If there’s no traffic on this perfect day, I go to Gjusta for lunch in Venice. Their porchetta sandwich is brutally good, and I get any of their bitter green salads (dandelion, escarole, kale) to round it out.
For dinner, it’s impossible to choose. I live close to Petit Trois and I love their escargot and of course, the omelet. If I go east, Alimento is fantastic, as well as Pine+Crane for Chinese. But I also love to go to Koreatown, this place Mapo Galbi where they make a spicy chicken and rice stir fry in a giant pot in the center of your table.
For a nightcap I’m usually at the Chateau Marmont – I love the dark atmosphere and the history. Strangely, the Chateau reminds me of NYC. Plus it’s walking distance from my home, a rarity in LA.
How do you mentally prepare for an intense day of creative writing?
Reading. When I’m stuck, I’m always reading poetry or short pieces. Recently, for short prose, it’s Eve Babitz’s sketches of LA in Slow Days, Fast Company. One of those writers whose prose is always a surprise and delight.
I also love to walk, and while LA isn’t known as a walking city, there are trails, mountains, parks, and beaches everywhere. I compose sentences while in transit or walking so when I finally get to the page or computer, the hard work is over.
Are you onto book number two yet? If so, what may we expect? If not, what would you maybe want to write about next?
I’m not onto book two yet. I’ve been mainly writing essays because they allow me to work in short, adrenalized bursts. I still work for Sweetbitter twenty-four hours a day, so I don’t have the mental space for a novel. But I have tons of ideas. And you can expect that there will be food and sex in anything I write.
If you could get a drink with anyone anywhere, where and who would it be with?
I want to share a bottle of Burgundy with food writer MFK Fisher. Her writing – in particular her memoir The Gastronomical Me – has hugely impacted my life and my own work. But not all writers are good drinking partners – she’s got this dark humor that you know would bloom over a bottle of wine.
What do you hope people take away from Sweetbitter after they’re done reading it?
Its authenticity.

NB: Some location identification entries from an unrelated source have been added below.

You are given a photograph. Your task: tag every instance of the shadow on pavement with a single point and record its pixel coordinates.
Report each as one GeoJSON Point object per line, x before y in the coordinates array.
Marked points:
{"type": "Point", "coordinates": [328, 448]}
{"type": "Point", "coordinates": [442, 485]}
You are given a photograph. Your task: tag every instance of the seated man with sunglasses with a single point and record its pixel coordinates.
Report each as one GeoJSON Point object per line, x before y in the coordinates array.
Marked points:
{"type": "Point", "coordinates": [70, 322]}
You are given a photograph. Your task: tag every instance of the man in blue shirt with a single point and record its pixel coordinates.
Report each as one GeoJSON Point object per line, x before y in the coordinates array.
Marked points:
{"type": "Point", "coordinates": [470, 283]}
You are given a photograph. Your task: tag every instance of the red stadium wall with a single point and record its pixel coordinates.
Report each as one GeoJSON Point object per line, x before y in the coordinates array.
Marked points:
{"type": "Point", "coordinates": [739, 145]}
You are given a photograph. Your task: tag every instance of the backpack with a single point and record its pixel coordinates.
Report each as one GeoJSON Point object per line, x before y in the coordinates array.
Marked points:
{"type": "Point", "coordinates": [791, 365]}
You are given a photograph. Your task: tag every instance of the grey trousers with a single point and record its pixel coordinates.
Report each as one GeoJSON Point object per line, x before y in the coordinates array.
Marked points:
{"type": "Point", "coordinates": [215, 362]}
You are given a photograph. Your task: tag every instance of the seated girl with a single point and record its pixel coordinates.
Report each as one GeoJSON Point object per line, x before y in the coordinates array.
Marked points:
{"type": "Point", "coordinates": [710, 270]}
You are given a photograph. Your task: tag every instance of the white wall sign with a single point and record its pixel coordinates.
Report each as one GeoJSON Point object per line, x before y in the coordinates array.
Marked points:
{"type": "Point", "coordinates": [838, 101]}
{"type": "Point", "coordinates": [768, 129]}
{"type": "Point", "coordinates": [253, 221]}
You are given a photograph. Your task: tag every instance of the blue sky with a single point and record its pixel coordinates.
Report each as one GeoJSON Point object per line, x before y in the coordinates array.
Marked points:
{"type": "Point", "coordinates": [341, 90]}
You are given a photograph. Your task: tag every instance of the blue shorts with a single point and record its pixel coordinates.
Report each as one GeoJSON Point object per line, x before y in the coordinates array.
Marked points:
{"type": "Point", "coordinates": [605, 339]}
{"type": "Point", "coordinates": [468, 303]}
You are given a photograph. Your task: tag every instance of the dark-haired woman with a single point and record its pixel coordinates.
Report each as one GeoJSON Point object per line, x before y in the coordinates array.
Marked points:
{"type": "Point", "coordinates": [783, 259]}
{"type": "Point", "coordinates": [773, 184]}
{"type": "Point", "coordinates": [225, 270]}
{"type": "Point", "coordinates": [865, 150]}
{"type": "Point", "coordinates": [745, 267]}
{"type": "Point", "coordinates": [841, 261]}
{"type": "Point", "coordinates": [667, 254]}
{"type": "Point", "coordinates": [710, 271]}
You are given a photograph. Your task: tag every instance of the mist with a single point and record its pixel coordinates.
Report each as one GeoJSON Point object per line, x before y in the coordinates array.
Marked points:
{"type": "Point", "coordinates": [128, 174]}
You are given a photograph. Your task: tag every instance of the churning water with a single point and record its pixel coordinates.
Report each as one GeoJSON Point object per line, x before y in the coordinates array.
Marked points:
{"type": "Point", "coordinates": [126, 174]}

I wanted to eschew fairy tales about women in their twenties and subvert expectations about the coming-of-age genre. We need stories with complicated women, in rich worlds, making real mistakes and small leaps at personal growth.
Where do you hope to see yourself and your book in the next five years?
I have such a diverse number of projects going, and I think that helps keep me sane. I am excited to see how Sweetbitter develops in other mediums. I know that teaching is in my future, I’ve always felt called to it. And I know I will be involved in restaurants again, I just don’t know the exact role I will play. That said, in five years, we will be talking about a new novel and new essays, and I can only dream that young people moving to NYC will still be passing around Sweetbitter.
Any advice for future Boss Babes, especially those looking to write their own book?
Finish what you start. You don’t know what you have – whether it’s genius or garbage – until you get to the end. So many people get lost in revising the openings of pieces but that should come later. The real work of writing is in the revision, but first, you must finish that terrible first draft.